Davada, dava şartı niteliğinde kesin yetki kuralı bulunmamasına rağmen ilk derece mahkemesinin, sadece yetkisizlik kararı vermek yerine, davanın usulden reddine de karar vermiş olması usule aykırı ise da bu husus sonuca etkili görülmemiş, eleştirilmekle yetinilmiştir.
Açıklanan bu gerekçelerle, davalı vekilinin istinaf başvurusunun HMK’nın 353/1.b.1. maddesi uyarınca esastan reddine dair aşağıdaki karar verilmiştir.

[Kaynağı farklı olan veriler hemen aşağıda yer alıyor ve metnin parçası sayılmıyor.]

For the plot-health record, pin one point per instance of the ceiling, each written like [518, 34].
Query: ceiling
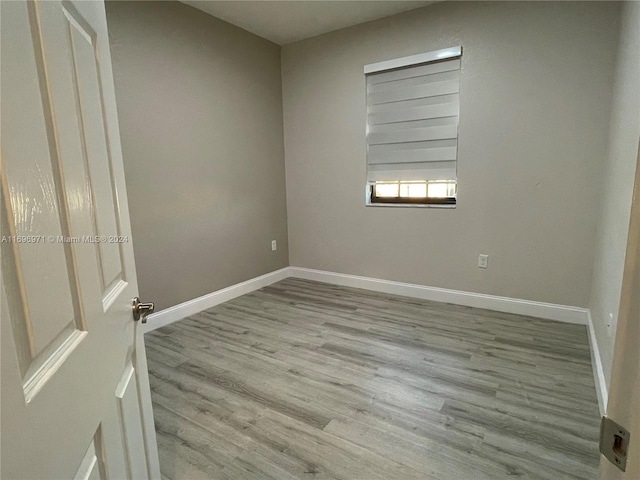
[287, 21]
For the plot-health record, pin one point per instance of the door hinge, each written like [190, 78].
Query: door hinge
[614, 442]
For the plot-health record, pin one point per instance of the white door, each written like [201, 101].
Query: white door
[75, 390]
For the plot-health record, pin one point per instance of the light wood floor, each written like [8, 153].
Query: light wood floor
[304, 380]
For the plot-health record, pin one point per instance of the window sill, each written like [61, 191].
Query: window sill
[411, 205]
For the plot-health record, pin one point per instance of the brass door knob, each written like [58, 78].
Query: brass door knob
[141, 310]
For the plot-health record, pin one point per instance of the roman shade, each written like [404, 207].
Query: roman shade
[412, 117]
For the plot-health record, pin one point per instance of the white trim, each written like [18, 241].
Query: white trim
[598, 370]
[413, 60]
[561, 313]
[190, 307]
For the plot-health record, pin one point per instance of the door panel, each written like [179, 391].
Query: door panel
[75, 394]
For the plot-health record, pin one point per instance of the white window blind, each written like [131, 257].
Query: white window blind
[412, 117]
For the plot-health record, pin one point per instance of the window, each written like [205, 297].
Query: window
[412, 129]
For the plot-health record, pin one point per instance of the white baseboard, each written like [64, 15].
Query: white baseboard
[191, 307]
[598, 370]
[561, 313]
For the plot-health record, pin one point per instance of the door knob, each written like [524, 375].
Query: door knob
[141, 310]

KARAR: Yukarıda açıklanan gerekçelerle;
1-HMK’nın 353/1.b.1.maddesi uyarınca, davalı … … A.Ş. vekilinin istinaf başvurusunun esastan reddine,
2-Davalı … … A.Ş. tarafından yatırılan istinaf başvuru harçlarının Hazineye irad kaydına,
3-Davalı … … A.Ş. tarafından istinaf kanun yoluna başvuru için yapılan masrafların kendi üzerlerinde bırakılmasına,
4-Gerekçeli kararın, HMK’nın 20.maddesi uyarınca, ilk derece mahkemesince taraflara tebliğine,
5-Dosyanın kararı veren ilk derece mahkemesine gönderilmesine dair;
HMK’nın 353.1.b.1. maddesi uyarınca dosya üzerinde yapılan inceleme sonucunda, oybirliğiyle ve kesin olarak karar verildi.27/06/2019
KANUN YOLU : HMK’nın 362/1.c maddesi uyarınca karar kesindir.